My grandson just graduated from Morehouse College. As you may have heard, during the graduation ceremony, the speaker announced that he was going to pay off all the student loans for the graduating class. Obviously, this was a great surprise and it was a wonderful gesture. The question I have deals with any tax consequences that my grandson would have because his loan is being paid off. I am concerned, because my grandson was contacted by a company who told him that unless he did certain things, the money would be taxable to him. The company said that it would cost him $2,500 for their assistance. The company sent him an article about people who had received a free car on Oprah’s show, and they had to pay taxes on the gift. My question to you is whether the money taxable and if it is, is there anything my grandson can do?
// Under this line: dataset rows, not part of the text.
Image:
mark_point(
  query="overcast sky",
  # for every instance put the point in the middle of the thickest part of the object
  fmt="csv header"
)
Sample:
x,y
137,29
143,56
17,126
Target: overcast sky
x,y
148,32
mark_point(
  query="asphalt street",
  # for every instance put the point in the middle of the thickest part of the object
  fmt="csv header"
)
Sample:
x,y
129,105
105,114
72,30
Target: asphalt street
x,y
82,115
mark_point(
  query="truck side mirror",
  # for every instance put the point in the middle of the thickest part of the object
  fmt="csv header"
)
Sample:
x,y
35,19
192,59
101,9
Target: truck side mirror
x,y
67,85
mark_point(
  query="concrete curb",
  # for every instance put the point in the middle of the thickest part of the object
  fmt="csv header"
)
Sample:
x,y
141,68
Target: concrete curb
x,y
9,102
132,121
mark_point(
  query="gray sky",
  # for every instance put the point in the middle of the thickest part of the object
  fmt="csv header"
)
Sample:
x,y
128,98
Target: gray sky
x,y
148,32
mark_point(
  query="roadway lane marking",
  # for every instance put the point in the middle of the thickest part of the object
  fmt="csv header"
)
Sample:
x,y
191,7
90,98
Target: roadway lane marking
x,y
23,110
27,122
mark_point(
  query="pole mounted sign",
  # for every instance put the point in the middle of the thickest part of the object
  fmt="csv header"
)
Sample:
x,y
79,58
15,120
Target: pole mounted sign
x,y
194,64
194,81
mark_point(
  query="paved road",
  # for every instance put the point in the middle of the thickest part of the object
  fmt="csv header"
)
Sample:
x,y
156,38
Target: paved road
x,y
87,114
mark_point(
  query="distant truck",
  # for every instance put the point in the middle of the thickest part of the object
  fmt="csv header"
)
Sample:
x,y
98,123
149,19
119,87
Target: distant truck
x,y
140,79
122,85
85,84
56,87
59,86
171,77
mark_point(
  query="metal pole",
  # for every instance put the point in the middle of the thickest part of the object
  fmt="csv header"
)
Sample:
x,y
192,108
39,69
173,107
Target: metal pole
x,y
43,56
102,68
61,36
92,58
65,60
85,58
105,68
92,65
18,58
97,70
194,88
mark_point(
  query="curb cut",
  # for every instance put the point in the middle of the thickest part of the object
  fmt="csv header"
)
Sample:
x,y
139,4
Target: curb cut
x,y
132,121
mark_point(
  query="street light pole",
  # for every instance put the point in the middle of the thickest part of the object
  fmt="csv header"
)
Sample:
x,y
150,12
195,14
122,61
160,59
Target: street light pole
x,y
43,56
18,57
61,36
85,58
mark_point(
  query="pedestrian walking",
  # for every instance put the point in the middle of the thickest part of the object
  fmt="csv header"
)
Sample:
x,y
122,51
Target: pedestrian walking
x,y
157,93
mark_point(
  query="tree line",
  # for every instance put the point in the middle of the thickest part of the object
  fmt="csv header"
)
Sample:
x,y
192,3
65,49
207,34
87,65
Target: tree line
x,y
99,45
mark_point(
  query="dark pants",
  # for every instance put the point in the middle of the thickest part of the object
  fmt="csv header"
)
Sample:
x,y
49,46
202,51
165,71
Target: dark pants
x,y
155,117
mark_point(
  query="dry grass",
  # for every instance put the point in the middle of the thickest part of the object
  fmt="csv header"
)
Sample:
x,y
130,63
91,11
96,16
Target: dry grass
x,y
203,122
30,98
First, congratulations on your grandson’s graduation. It is always a great accomplishment when someone graduates college, and you are right to be very proud of him.
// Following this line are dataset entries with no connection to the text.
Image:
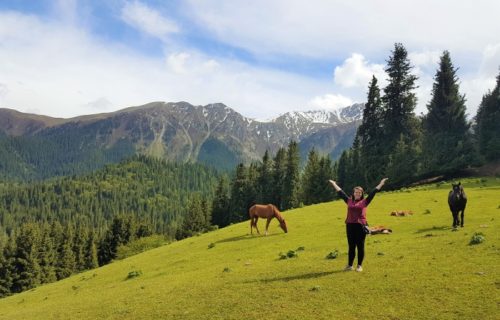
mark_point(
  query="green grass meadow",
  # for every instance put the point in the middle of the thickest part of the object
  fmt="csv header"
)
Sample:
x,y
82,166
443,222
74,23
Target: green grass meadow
x,y
423,270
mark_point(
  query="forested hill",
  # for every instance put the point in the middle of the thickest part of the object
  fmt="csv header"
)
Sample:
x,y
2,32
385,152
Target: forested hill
x,y
34,147
153,191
With regard to the communication he received from the company willing to assist him for a fee, in my opinion, it is a scam and he ought to ignore it. The situation with the people receiving cars from Oprah is a totally different situation. When Oprah gave everyone a car, the reality of the situation was it wasn’t Oprah gifting a car to her audience members, rather it was a promotion by General Motors. Since this was a promotion from a corporation and not a gift, the IRS was correct to tax individuals who received the car. Receiving a promotion is no different than winning a lottery or winning on a game show. The gentleman who recently won over two million dollars on Jeopardy is going to be taxed on that money. The situation with the student loan payoff is different.
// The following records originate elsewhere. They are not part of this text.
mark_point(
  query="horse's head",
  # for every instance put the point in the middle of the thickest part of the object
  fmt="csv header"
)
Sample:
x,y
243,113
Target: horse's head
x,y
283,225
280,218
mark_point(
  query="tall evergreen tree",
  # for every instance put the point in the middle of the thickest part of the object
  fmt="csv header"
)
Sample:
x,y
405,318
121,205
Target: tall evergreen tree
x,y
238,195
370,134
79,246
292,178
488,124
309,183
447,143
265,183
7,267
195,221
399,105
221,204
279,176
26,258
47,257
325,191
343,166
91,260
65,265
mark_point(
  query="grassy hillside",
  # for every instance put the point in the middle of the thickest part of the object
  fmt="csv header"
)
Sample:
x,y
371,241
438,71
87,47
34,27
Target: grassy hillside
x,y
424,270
I believe the money provided to pay off the student loans will not be taxable to the students because it is a gift. Under our tax laws, it is not the person who receives the gift who is taxed on the money; rather, it is the person who gives the gift. Therefore, as far as I’m concerned, for those students who are going to have their loans paid off, they will have no tax consequences.
There is a provision in our tax law that says if your debt is forgiven or discharged for less than what the outstanding balance is, the amount of the cancelled debt is treated as ordinary income and is taxable. However, I do not believe this applies in this situation because the debt is not being forgiven or being discharged for less than what is owed. The debt is being paid off in full, and thus it is clear that it is a gift. Because it is a gift, the students will not be taxed.
Of course, whenever it comes to tax law there is a caveat, and there’s one in this situation. According to a statement I read from Morehouse College, the exact specifics of how the gift will be handled are still being worked out. Therefore, something could potentially change. However, I do not believe that the impact to the students will change. Whether the generous donor is going to be able to deduct anything on his tax returns is a different story. Typically, if someone makes a gift to an individual, as in the case at hand, there are no tax benefits to the donor.
At this point in time, my advice to your grandson is to do nothing and wait to hear from Morehouse College on how the transaction is going to be structured. If, for some unlikely reason the way the transaction is structured would require it be taxed to the graduates, whatever they would owe in taxes would be considerably less than their outstanding student debt. Therefore, no matter what happens, it was a wonderful gesture and a great graduation present.